Halting a spike in assaults on corrections officers was the focus of the meeting, which was held inside the Stillwater prison. The House corrections subcommittee heard from the union that represents corrections officers, the director of educational programming and the new head of the Department of Corrections. All said that more officers are needed.
Sgt. John Hillyard, American Federation of State, County and Municipal Employees local president for the Stillwater prison, told lawmakers that at least 300 more officers are needed to sufficiently staff state facilities.
“It is important that we do not have officers by themselves,” Hillyard said. “Joe (Gomm) was by himself.”
Corrections officer Joseph Gomm was allegedly bludgeoned to death by an inmate at the Stillwater prison in July 2018. Two months later, Oak Park Heights corrections officer Joe Parise died of a medical emergency after responding to an attack on a fellow officer.
Their deaths marked a violent period in the state prison system.
There were 120 convictions for assaults on corrections officers from July 2017 to July 2018, according to the state Department of Corrections. Assaults on corrections officers more than doubled at the Stillwater prison and increased by about 74 percent at Oak Park Heights.
Taking aim at a policy change
Lawmakers asked the union representatives about their thoughts on recent changes to solitary confinement rules; offenders can spend less time in isolation under a new policy called the “90-day Step-Down.”
Hillyard did not hold back.
“Since this has been implemented, our assaults have went up tremendously,” he said, noting that there were two assaults at the Stillwater facility in the past few days. “It has miserably failed, and my officers are the ones that have paid the price for the failures…”
How staff shortage impacts inmates
Ruth Stadheim, the DOC’s director of career technical education, said that 2,400 inmates are enrolled in educational training “on any given day.” Inmates learn skills that help them reintegrate into society upon release.

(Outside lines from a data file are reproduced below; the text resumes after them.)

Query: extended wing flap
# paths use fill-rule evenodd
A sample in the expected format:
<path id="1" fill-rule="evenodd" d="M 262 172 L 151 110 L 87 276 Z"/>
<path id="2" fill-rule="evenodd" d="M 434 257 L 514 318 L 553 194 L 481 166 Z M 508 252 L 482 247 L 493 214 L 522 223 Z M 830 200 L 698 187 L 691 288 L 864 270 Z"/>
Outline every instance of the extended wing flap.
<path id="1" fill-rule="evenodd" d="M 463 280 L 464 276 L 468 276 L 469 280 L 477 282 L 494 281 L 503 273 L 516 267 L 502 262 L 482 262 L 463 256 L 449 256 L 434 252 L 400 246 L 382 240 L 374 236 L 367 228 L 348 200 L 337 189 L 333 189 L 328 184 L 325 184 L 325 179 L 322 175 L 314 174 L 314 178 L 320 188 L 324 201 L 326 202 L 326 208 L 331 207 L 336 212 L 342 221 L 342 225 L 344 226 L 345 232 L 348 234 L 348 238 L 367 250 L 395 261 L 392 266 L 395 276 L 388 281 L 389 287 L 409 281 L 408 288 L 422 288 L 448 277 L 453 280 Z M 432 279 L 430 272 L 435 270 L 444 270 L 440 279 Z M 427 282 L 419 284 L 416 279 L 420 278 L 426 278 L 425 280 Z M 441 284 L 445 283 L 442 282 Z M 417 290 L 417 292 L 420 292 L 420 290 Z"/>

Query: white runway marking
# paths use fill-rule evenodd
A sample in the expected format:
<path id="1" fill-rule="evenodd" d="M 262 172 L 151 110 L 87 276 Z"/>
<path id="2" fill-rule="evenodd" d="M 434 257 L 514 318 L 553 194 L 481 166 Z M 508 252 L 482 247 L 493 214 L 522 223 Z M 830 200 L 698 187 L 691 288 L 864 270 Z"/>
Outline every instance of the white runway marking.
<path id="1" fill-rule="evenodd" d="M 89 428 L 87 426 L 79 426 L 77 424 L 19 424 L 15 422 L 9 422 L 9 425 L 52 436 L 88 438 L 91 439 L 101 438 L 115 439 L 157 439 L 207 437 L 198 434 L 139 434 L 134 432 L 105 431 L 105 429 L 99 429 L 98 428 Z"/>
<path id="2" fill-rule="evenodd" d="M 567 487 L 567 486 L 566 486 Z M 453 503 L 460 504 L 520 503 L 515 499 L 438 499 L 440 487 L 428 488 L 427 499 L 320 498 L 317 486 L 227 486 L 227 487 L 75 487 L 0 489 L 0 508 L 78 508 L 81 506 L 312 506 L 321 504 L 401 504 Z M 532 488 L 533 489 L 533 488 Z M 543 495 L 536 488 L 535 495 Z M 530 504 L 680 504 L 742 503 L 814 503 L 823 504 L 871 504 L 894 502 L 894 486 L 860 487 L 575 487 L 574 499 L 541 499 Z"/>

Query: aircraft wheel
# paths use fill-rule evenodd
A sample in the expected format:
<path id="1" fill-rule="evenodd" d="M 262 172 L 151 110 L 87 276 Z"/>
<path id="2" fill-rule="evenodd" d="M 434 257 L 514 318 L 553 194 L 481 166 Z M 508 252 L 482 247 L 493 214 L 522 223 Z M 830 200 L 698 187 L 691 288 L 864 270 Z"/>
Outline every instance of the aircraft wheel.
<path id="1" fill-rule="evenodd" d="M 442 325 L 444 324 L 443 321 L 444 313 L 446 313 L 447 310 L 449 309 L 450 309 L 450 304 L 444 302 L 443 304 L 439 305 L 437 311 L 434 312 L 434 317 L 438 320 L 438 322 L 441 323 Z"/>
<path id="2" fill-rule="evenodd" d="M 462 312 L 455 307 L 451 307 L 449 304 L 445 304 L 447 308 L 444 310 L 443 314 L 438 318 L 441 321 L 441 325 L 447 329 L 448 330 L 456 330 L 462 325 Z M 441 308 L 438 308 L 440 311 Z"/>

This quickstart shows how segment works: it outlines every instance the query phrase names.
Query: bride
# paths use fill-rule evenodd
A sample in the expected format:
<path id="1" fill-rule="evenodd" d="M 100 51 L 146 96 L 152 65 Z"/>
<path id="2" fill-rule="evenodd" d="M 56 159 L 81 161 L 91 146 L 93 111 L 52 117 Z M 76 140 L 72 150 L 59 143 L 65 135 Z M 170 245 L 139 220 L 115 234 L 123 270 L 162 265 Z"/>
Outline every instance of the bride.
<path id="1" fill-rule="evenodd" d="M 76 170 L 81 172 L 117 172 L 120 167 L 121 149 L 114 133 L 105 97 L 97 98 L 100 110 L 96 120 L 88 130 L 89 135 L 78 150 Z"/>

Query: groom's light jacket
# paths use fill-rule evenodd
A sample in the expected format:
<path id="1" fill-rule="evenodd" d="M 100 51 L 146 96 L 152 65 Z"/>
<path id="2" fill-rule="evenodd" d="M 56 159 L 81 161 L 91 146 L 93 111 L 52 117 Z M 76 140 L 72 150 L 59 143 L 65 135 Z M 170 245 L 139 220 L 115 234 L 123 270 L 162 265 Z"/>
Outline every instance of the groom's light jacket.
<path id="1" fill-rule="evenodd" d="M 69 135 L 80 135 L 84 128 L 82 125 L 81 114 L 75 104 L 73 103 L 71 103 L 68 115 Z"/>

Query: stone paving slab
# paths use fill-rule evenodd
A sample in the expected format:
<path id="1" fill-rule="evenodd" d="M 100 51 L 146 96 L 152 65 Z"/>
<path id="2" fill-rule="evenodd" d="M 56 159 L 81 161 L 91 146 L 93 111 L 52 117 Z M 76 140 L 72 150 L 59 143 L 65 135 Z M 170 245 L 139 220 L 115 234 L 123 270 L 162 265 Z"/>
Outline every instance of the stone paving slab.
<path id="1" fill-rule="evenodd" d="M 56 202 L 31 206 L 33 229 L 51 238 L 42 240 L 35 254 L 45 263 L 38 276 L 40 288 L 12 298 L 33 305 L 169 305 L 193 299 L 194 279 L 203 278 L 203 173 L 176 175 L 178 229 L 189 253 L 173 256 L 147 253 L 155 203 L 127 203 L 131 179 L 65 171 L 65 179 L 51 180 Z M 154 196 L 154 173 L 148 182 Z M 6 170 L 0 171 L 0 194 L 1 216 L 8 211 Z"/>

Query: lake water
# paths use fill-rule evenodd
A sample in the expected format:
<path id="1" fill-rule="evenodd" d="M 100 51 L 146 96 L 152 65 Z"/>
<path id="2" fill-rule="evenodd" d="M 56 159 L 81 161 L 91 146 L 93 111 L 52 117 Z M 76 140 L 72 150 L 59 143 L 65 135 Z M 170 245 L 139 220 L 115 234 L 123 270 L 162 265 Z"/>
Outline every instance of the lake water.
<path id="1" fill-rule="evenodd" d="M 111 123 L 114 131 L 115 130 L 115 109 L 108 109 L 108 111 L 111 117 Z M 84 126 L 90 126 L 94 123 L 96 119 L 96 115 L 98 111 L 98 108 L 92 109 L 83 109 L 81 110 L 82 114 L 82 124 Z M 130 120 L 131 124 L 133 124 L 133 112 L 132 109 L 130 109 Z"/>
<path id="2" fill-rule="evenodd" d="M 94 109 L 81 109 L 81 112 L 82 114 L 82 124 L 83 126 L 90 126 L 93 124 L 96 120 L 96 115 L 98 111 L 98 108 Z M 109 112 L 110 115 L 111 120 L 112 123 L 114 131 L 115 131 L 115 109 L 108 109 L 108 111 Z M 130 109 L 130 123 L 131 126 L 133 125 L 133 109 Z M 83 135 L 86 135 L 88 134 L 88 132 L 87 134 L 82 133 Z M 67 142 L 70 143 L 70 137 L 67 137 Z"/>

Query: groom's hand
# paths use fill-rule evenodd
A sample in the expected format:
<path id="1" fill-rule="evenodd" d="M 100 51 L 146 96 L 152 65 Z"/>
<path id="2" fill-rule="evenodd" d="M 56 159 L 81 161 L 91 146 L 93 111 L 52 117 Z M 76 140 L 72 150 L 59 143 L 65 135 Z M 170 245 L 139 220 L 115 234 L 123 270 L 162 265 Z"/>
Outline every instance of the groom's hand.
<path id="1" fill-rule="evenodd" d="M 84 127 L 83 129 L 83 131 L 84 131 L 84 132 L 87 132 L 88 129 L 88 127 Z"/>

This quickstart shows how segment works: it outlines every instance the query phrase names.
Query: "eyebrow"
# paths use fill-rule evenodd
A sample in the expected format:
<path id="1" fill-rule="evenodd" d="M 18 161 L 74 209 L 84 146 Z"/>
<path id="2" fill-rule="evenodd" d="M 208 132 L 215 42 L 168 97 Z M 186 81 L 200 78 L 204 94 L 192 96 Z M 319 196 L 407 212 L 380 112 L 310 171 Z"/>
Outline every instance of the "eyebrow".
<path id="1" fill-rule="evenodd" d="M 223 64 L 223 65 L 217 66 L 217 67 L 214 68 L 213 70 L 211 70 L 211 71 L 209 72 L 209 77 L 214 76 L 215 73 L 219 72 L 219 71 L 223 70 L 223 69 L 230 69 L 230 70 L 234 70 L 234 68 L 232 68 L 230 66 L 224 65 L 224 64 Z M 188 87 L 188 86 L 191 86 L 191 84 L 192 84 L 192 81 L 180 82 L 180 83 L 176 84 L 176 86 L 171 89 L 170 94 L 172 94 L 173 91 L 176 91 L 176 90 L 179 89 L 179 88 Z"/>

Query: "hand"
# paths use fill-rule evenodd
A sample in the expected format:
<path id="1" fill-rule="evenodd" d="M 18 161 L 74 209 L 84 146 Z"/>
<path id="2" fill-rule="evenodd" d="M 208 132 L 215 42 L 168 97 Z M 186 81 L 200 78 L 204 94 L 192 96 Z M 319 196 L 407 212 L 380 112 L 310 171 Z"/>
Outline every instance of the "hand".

That programming has been reduced because of the staffing shortage.
“It takes a village to rehabilitate people. And so the security staffing, the program staffing … we all play (a) role,” Stadheim said.
A staffing boost could also help reduce the number of inmate-on-inmate assaults, said DOC Commissioner Paul Schnell.
There were 379 convictions for assaults on inmates in fiscal year 2018, according to the DOC, though that number is lower than previous years.
“The more we can create a stable climate, the more … that our staff are engaged with and connecting with the people who live in our correctional facilities, the better we are able to help mitigate, mediate and address some of these problems,” Schnell said.
Legislative proposals coming
State Rep. John “Jack” Considine, DFL-Mankato, said he will soon introduce the “Joseph Gomm bill” to provide funding for more corrections officers. He did not say how much money would be proposed.
“Your job should not come with a death sentence,” said Considine, who chairs the corrections subcommittee. “We want the custody staff to go home safely.”
The DOC requested state funding for 187 more officers last year but did not receive any, according to spokeswoman Sarah Fitzgerald.